DocT5Query
What it is
DocT5Query (Nogueira et al., 2019) improves BM25 and sparse retrieval recall by expanding documents at index time. A T5 model fine-tuned on (passage, query) pairs generates 5–40 synthetic queries that the passage plausibly answers. These synthetic queries are appended to the document before indexing.

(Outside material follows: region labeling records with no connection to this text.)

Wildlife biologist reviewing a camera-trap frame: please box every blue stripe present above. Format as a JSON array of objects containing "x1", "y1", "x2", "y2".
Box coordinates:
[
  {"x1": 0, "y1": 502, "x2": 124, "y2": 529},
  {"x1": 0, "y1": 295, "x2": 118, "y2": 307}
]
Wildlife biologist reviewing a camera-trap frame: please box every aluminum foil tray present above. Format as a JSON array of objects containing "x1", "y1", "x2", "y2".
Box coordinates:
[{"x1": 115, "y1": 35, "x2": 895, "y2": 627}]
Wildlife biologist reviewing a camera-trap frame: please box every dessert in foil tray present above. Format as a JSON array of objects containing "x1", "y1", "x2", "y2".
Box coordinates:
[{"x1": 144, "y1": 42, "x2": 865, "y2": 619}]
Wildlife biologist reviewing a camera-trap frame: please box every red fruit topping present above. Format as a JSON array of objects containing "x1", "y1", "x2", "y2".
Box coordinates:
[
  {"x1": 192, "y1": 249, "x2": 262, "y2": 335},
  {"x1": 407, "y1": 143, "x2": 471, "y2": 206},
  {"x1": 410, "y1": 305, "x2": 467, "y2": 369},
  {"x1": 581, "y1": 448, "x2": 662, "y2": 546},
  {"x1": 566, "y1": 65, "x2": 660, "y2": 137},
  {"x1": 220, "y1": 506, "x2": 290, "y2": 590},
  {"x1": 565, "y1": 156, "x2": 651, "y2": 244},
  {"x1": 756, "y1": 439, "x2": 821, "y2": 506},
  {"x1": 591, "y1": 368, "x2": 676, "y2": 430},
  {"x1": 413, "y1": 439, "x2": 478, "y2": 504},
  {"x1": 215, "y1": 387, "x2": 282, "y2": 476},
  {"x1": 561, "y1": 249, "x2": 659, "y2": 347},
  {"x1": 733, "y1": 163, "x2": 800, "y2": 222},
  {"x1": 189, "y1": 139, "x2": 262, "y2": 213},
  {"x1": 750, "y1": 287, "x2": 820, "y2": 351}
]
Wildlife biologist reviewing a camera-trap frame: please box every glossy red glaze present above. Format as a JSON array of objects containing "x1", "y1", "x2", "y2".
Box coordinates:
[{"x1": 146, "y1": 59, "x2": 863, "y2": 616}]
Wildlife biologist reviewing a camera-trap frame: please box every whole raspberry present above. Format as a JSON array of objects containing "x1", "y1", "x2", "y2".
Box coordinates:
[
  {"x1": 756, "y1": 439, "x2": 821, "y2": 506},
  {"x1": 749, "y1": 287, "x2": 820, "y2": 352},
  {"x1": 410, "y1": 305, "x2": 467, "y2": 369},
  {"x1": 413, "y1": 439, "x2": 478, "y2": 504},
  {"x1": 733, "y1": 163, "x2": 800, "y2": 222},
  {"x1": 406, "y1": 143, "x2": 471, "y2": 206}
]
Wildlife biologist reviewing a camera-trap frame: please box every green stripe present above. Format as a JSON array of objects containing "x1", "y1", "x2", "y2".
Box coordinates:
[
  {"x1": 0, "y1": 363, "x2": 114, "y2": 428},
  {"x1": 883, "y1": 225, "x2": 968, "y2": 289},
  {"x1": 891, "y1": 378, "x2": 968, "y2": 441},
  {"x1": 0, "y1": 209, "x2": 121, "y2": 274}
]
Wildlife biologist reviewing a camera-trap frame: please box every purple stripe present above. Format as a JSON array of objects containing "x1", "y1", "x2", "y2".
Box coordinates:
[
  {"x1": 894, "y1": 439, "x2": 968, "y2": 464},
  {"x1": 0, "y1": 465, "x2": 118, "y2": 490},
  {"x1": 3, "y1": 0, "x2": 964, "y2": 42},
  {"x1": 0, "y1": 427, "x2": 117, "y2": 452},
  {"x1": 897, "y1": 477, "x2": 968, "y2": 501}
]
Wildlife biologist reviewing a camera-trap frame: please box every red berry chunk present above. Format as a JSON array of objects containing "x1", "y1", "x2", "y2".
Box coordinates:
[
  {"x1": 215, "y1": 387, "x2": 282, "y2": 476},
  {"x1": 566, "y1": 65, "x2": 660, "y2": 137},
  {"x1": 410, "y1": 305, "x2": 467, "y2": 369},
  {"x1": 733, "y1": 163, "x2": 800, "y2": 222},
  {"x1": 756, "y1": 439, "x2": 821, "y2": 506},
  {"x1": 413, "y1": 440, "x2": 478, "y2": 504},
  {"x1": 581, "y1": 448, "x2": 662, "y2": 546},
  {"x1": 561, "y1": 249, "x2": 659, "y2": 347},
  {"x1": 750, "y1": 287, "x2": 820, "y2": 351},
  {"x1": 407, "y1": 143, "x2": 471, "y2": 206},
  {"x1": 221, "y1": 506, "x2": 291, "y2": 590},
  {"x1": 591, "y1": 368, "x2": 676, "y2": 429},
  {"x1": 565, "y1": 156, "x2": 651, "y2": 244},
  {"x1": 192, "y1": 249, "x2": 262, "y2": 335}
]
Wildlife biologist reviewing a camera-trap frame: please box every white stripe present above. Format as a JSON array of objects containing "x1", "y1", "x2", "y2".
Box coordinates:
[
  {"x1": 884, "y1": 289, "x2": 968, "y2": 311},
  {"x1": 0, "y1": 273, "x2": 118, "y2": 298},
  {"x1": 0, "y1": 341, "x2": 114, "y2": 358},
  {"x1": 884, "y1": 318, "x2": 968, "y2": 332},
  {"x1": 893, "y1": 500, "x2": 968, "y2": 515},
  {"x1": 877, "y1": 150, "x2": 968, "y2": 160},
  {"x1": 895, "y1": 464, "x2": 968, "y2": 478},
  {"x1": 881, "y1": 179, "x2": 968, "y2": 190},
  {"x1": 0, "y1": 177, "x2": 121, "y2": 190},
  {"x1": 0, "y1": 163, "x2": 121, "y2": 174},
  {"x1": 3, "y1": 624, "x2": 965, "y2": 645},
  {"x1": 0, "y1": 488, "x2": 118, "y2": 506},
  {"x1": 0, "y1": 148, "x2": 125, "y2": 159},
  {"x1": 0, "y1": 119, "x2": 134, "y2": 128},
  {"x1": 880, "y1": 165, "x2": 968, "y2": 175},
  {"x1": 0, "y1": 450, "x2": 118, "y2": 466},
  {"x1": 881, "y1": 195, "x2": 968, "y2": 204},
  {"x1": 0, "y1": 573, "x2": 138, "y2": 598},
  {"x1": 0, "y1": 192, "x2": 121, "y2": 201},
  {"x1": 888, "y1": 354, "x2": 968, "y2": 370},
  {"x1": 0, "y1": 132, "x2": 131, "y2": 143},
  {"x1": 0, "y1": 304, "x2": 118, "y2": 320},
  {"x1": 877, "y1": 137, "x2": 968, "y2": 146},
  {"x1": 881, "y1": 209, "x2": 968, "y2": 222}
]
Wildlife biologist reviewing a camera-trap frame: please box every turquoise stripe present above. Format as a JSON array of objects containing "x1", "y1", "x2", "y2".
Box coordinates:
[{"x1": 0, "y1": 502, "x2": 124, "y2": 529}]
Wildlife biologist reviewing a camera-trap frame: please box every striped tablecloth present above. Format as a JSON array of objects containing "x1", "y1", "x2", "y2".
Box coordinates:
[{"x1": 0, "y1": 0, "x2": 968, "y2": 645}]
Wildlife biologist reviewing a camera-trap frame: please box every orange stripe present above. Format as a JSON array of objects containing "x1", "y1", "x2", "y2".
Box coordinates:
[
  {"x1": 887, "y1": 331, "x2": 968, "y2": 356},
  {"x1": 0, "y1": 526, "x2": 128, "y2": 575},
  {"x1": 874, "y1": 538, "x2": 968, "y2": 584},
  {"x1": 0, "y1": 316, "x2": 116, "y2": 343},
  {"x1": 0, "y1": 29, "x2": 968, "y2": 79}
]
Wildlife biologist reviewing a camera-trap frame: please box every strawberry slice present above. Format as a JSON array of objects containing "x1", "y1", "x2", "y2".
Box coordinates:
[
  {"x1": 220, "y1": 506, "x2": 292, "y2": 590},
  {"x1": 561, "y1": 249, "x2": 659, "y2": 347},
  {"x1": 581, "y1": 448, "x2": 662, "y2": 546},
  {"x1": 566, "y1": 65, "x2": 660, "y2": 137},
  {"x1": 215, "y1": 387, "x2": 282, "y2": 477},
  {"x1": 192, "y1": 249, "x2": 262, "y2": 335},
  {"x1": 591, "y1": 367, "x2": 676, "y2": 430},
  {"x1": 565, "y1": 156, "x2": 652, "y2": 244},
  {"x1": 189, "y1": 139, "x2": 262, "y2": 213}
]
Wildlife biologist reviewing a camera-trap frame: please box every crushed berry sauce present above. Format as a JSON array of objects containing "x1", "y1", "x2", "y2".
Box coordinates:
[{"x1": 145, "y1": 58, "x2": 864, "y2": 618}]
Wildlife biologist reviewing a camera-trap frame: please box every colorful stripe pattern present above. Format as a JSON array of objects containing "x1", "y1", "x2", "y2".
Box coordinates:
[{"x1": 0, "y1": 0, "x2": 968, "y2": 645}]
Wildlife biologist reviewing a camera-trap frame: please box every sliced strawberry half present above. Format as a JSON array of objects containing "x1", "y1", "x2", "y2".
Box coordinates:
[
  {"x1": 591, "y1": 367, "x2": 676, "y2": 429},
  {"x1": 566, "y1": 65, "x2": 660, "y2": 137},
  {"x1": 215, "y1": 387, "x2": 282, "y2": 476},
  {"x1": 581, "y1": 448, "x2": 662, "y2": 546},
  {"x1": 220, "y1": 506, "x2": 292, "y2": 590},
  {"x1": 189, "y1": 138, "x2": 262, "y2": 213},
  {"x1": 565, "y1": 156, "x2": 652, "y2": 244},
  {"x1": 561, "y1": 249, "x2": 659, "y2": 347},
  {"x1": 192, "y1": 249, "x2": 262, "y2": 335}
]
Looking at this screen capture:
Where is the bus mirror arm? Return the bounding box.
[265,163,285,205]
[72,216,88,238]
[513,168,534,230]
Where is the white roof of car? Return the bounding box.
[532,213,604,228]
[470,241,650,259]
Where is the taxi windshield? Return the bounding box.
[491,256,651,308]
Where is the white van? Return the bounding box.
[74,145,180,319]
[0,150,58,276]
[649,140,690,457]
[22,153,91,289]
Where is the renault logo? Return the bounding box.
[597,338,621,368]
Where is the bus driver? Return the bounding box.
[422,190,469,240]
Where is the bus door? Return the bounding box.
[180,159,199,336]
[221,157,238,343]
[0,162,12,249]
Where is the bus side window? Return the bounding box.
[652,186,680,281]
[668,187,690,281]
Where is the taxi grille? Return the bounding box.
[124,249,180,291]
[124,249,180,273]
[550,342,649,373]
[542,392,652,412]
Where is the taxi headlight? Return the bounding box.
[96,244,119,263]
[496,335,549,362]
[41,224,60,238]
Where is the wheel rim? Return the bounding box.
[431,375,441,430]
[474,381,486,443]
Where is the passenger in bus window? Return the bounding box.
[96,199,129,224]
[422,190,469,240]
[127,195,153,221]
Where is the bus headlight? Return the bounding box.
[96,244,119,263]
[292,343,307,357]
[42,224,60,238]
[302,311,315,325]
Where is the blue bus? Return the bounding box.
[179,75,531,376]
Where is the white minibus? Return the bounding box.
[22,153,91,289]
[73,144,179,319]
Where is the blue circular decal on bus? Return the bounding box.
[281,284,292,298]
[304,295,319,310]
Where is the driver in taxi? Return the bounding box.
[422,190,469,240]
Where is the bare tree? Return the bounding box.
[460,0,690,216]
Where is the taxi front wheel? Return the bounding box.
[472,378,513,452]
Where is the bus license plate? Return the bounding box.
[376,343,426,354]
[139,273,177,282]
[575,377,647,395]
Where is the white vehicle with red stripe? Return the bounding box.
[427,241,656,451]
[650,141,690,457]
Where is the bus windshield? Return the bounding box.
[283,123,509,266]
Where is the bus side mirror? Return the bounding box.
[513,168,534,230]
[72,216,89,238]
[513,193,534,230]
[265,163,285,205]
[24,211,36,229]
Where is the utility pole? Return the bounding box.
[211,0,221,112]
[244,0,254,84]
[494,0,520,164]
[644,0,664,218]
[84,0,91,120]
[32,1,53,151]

The result: BM25 can now match on predicted query vocabulary that doesn’t appear in the original text, significantly improving recall without any changes to the retrieval infrastructure.
[illustrate: Document → T5 → synthetic queries → append to document → BM25 index; query at search time matches against expanded document]
How it works
-
T5 fine-tuning (offline, once per domain):
- Input: passage text
- Output: a relevant query
- Train on MS MARCO (passage, query) pairs
-
Document expansion (at index time):
- For each document, generate k synthetic queries (typically 5–40)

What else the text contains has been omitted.